About a year ago, we encountered our first Geiger-mode lidar files. Geiger-mode lidar is a very high-density collection technology that has been in military use for more than a decade but is now making its way into commercial and civilian mapping applications. The technique is cool and worth reading up on. For us, the datasets exhibited a new level of point density and noise and seemed like a probable fit for MrSID compression.
Along with its particular ancestry, Geiger-mode lidar came with a file format that was just as unfamiliar to us, the Binary Point File (BPF). As per its name, this is a binary format that was originally developed for speed and space improvements over an ASCII-based predecessor. It has had a couple of significant revisions to become more streamable, more compressible, and to carry more metadata. The file format definition is fairly short (around 40 pages), at least compared to some other military format definitions I can think of. But still a bit more complex than LAS’ and it carried some extra weight as the format preserves compatibility with some of its earlier (and less-well-defined) revisions. We were not excited about the prospect of rolling our own implementation.
Naturally, we looked for third-party implementations but found a surprising dearth. In fact, we only found a single API framework that supported the format. PDAL (Point Data Abstraction Library) is a rich open-source (BSD) toolkit for reading, writing and processing point cloud data, and it included a driver for BPF that was already in active use and even had two years of community maintenance behind it.
The straightforward integration would be to write a bridge class, translating PDAL’s read/write API and data structures to our internal ones. But the twist came for us as we dug into the details and realized we were facing a conflict of architectural assumptions. PDAL is able to construct and run full (and potentially very complex) lidar processing pipelines. These can be defined using a declarative JSON syntax, using building blocks from a wide array of available transform operations and file drivers. Building these pipelines, managing the flow and buffering of points is a big part of what PDAL is good at.

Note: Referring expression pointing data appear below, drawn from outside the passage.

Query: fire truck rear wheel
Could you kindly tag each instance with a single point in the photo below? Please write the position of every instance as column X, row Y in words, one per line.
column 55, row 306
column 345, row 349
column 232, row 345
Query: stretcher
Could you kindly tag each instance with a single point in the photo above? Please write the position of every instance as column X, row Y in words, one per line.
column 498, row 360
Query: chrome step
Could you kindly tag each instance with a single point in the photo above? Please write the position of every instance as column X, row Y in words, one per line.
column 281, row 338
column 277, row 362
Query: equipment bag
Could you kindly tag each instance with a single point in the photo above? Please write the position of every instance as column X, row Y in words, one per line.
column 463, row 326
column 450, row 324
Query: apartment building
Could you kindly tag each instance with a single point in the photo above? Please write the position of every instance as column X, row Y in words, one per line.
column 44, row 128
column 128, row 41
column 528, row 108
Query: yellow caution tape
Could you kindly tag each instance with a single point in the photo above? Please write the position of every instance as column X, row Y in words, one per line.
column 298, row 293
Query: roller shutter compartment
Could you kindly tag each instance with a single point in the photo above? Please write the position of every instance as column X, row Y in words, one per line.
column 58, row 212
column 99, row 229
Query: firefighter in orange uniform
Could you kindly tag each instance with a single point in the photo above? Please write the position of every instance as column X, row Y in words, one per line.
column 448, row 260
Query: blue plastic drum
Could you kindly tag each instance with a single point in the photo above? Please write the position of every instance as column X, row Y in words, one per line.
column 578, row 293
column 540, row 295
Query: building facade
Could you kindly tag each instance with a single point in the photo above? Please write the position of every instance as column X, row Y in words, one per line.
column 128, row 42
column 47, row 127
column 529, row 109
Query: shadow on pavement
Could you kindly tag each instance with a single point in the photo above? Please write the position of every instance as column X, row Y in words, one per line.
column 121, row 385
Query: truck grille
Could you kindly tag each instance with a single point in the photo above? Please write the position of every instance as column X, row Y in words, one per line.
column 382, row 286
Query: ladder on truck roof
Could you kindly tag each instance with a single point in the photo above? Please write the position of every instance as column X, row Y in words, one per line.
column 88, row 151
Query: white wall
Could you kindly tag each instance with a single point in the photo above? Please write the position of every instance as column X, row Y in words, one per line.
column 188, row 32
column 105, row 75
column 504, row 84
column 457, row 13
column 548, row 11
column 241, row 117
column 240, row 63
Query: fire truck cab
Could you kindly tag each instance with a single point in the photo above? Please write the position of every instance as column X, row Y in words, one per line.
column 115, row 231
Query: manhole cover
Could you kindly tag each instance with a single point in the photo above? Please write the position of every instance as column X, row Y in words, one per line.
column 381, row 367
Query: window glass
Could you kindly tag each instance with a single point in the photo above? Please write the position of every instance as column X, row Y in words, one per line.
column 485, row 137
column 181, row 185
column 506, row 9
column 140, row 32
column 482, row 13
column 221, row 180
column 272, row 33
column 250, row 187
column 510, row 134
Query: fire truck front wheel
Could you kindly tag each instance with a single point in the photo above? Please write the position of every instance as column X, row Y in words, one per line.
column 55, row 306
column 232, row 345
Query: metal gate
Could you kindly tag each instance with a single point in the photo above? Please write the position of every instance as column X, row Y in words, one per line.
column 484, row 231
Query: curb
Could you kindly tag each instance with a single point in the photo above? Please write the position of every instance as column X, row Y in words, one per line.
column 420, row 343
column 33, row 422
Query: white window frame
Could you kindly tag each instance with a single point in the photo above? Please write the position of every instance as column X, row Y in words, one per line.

However, our internal compression pipeline was already established and had its own way of pulling and processing points. In short, we both wanted to drive.
This could have been an insurmountable obstacle in a closed-source API. But since the source is open, we were able to work around the problem directly. Making a handful of private methods on pdal::BpfReader into public ones (viz. ready(), processOne() and done()), enabled us to simulate enough of PDAL’s point pump to use the BPF format driver as a point iterator within our own framework.
In the end, this experiment in compressing Geiger-mode lidar was fruitful and the BPF implementation above evolved into released functionality as Geiger-mode support in GeoExpress. PDAL is a uniquely-enabling, foundational piece of that support.